Up until this season, the lack of a Video Assistant Referee in the Premier League somehow felt both antediluvian and refreshing. It seemed out of step with the times not to have video replay, yet it was also kind of nice that the specter of a review didn’t hang over every goal that was even somewhat close to a foul or an offside.
A goal was a goal. Time to celebrate, rather than suspend your joy for a minute or so, taking the fizz out of the rare releases offered up by a ponderous sport.
But, inevitably, the Premier League went along with this sudden obsession with accuracy in the game. It kind of had to. Whenever a key call was blown, it was getting a bit embarrassing to be one of the few major leagues not to have it. So VAR it was. And it’s now been exactly one full matchday since its introduction. Already, it has faltered.
The Premier League intended to use the technology, which so disrupts the flow of a game dictated by rhythm and momentum, as sparingly as possible. Review would be reserved for refereeing mistakes that were clear and obvious, in the parlance. The league very well understands that what sets it apart, the thing the Premier League owes its staggering popularity to, is its unmatched intensity. Yet a few times during the first slate of games, VAR was called on to adjudicate miniscule margins that were far from evident even upon endless replay and that did nothing but stifle that intensity.
On Saturday, Gabriel Jesus and Manchester City were denied a goal in their 5-0 romp of West Ham United because Raheem Sterling’s shoulder had crept an inch or two ahead of his defender’s in the buildup. His shoulder. Which had no relevance to the play but, by the letter of the law, counted nonetheless.
Sunday, Wolverhampton Wanderers would likely have beaten Leicester City had a VAR check not disallowed Leander Dendoncker’s goal on account of Willy Boly’s accidental, close-range hand-ball that allowed the ball to drop fortuitously for the shot. It took several replays for even the TV announcers to see that something improper had happened.
Clear and obvious? No.
But then both decisions were correct, or adhered to the rules anyway. But that didn’t make them particularly satisfying for the neutral fan. And it begs the question: Is fairer sport also better sport?

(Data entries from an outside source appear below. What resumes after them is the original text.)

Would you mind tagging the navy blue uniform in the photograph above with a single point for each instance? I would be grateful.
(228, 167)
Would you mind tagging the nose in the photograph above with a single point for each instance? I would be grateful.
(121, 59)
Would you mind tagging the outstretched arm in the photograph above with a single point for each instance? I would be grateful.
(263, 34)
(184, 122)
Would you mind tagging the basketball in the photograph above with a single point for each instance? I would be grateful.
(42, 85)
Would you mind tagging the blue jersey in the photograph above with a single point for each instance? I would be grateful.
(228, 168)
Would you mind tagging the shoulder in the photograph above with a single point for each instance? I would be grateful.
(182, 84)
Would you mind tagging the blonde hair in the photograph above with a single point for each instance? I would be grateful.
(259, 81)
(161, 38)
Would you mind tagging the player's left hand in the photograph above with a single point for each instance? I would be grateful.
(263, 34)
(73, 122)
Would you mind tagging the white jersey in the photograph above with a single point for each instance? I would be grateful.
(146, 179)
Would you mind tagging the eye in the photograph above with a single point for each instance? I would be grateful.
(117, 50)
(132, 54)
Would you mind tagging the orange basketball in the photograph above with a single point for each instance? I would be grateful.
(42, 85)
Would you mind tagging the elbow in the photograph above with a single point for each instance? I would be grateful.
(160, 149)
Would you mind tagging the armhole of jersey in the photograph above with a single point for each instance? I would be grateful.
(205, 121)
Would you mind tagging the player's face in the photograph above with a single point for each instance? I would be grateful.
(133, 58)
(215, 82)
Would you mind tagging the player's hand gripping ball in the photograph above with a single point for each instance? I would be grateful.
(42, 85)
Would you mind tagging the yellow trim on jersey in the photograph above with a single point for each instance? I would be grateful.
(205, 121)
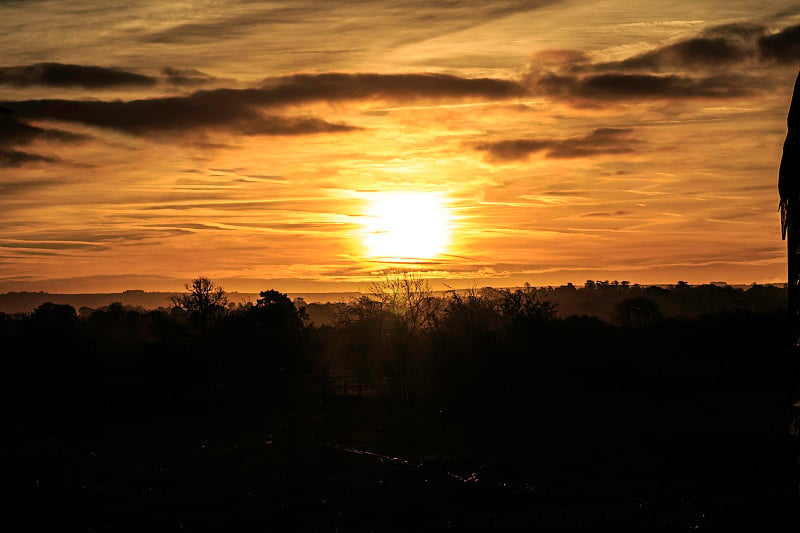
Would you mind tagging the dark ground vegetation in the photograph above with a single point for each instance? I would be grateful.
(490, 410)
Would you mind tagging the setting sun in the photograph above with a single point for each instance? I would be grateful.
(406, 225)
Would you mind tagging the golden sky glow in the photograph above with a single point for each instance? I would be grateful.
(279, 144)
(406, 226)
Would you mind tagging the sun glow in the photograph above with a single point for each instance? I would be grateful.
(407, 226)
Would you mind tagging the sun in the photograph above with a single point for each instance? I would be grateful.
(406, 226)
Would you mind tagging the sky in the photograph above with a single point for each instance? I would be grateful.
(313, 145)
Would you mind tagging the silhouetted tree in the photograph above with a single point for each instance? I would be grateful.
(204, 301)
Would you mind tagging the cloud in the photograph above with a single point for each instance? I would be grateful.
(701, 66)
(15, 158)
(185, 76)
(14, 133)
(600, 141)
(65, 75)
(783, 47)
(704, 52)
(337, 86)
(228, 110)
(240, 110)
(715, 48)
(624, 86)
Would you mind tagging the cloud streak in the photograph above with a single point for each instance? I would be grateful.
(242, 110)
(14, 133)
(598, 142)
(66, 75)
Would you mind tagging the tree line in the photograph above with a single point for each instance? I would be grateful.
(477, 351)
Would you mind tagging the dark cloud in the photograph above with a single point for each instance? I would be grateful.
(15, 158)
(624, 86)
(185, 76)
(14, 133)
(703, 52)
(64, 75)
(407, 22)
(206, 31)
(336, 86)
(241, 110)
(783, 46)
(599, 141)
(715, 48)
(227, 110)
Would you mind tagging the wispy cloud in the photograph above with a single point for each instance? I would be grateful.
(598, 142)
(65, 75)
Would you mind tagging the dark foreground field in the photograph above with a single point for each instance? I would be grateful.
(687, 461)
(553, 425)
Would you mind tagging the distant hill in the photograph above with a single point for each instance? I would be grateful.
(24, 302)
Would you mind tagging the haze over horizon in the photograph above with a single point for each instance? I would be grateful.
(308, 146)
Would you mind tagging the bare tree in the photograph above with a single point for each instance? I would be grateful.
(203, 301)
(408, 295)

Put differently: Does soccer, as a product, actually benefit from being refereed marginally more fairly when it comes at the expense of the viewing experience? Even the most ardent VAR supporter can’t deny that it casts a shadow over goals and interrupts the game in a way that is, at the absolute least, a nuisance.

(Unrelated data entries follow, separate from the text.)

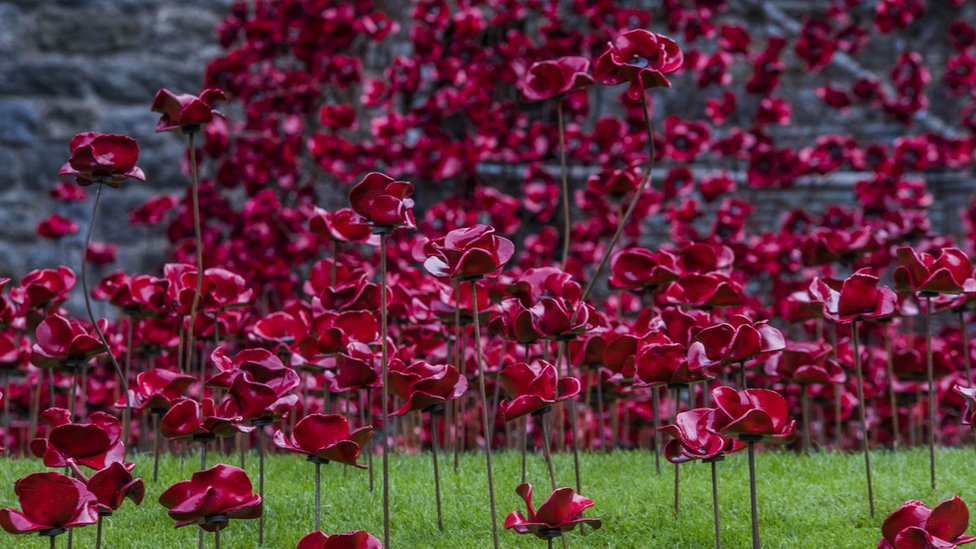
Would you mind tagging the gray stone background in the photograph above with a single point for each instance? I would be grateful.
(68, 66)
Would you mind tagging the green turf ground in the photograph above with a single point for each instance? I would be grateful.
(805, 502)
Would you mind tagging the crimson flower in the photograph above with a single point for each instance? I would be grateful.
(859, 297)
(751, 413)
(343, 225)
(467, 253)
(349, 540)
(50, 503)
(561, 512)
(211, 497)
(548, 79)
(691, 439)
(661, 361)
(56, 226)
(950, 273)
(383, 201)
(186, 112)
(640, 57)
(188, 419)
(113, 484)
(326, 437)
(103, 158)
(636, 268)
(94, 444)
(736, 341)
(63, 343)
(806, 363)
(533, 387)
(422, 385)
(913, 524)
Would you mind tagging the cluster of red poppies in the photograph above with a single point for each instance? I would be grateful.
(334, 330)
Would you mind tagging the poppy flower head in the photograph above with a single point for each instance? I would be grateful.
(383, 201)
(186, 112)
(102, 158)
(640, 57)
(555, 78)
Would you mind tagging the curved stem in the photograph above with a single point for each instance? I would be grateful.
(630, 209)
(437, 473)
(384, 413)
(933, 400)
(862, 405)
(318, 494)
(98, 330)
(484, 411)
(198, 234)
(565, 176)
(752, 494)
(718, 528)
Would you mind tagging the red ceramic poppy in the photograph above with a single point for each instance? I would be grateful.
(636, 268)
(736, 341)
(663, 362)
(188, 419)
(383, 201)
(422, 385)
(46, 288)
(343, 225)
(49, 502)
(211, 497)
(691, 440)
(704, 291)
(533, 387)
(751, 413)
(951, 272)
(858, 298)
(94, 444)
(468, 253)
(640, 57)
(103, 158)
(913, 524)
(805, 363)
(63, 343)
(326, 437)
(548, 79)
(186, 112)
(561, 512)
(157, 389)
(113, 484)
(349, 540)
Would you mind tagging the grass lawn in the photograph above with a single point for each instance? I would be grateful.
(805, 501)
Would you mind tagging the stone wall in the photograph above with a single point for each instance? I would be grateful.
(68, 66)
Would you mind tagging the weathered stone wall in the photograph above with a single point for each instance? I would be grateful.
(68, 66)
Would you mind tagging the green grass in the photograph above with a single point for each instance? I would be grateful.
(814, 501)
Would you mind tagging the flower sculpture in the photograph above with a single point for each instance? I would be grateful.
(211, 498)
(103, 158)
(691, 440)
(467, 254)
(752, 415)
(561, 512)
(914, 524)
(94, 444)
(533, 388)
(641, 58)
(325, 438)
(383, 201)
(349, 540)
(51, 503)
(186, 112)
(556, 78)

So how important is it for a few calls a game to stand a better chance of being right, really?
The charm of sports is their humanity. And to err, as Alexander Pope taught us, is human. At the highest level, sports boil down to the avoidance of mistakes, which are ruthlessly set upon by opponents programmed to exploit them. Human error is the point. And the referees have a part to play in that. They’re part of the drama, characters in the narrative that keeps the soccer industry going.
Professional sports are, after all, entertainment before all else. Stop entertaining the fans and the whole thing comes apart. This new need for total accuracy on refereeing calls, which is still very much a utopia anyway, eats away at that entertainment. Sitting around a while, waiting for a goal to be confirmed or denied, isn’t entertaining.
The trouble is that as the technology currently exists, there is no ensuring complete accuracy, or even something close to it, while protecting that all-important cadence of a well-played soccer game. The swings of possession, the attacks and counter-attacks, the flurries of chances, it all grinds to a halt for a VAR review. And what for? To give an expanded team of referees a larger role, when the best games tend to be the ones in which they pass through inconspicuously?
Every season, VAR will allow some dubious goals and rule out others that appeared legitimate – just as referees were doing before it came along. It won’t get all of it right, but it will get more of it right. The technology will eventually get better and maybe VAR will even stop feeling so intrusive.
But none of that explains what is gained, exactly, by its introduction. Fairness doesn’t necessarily beget better entertainment. And sometimes it even stands in the way of it.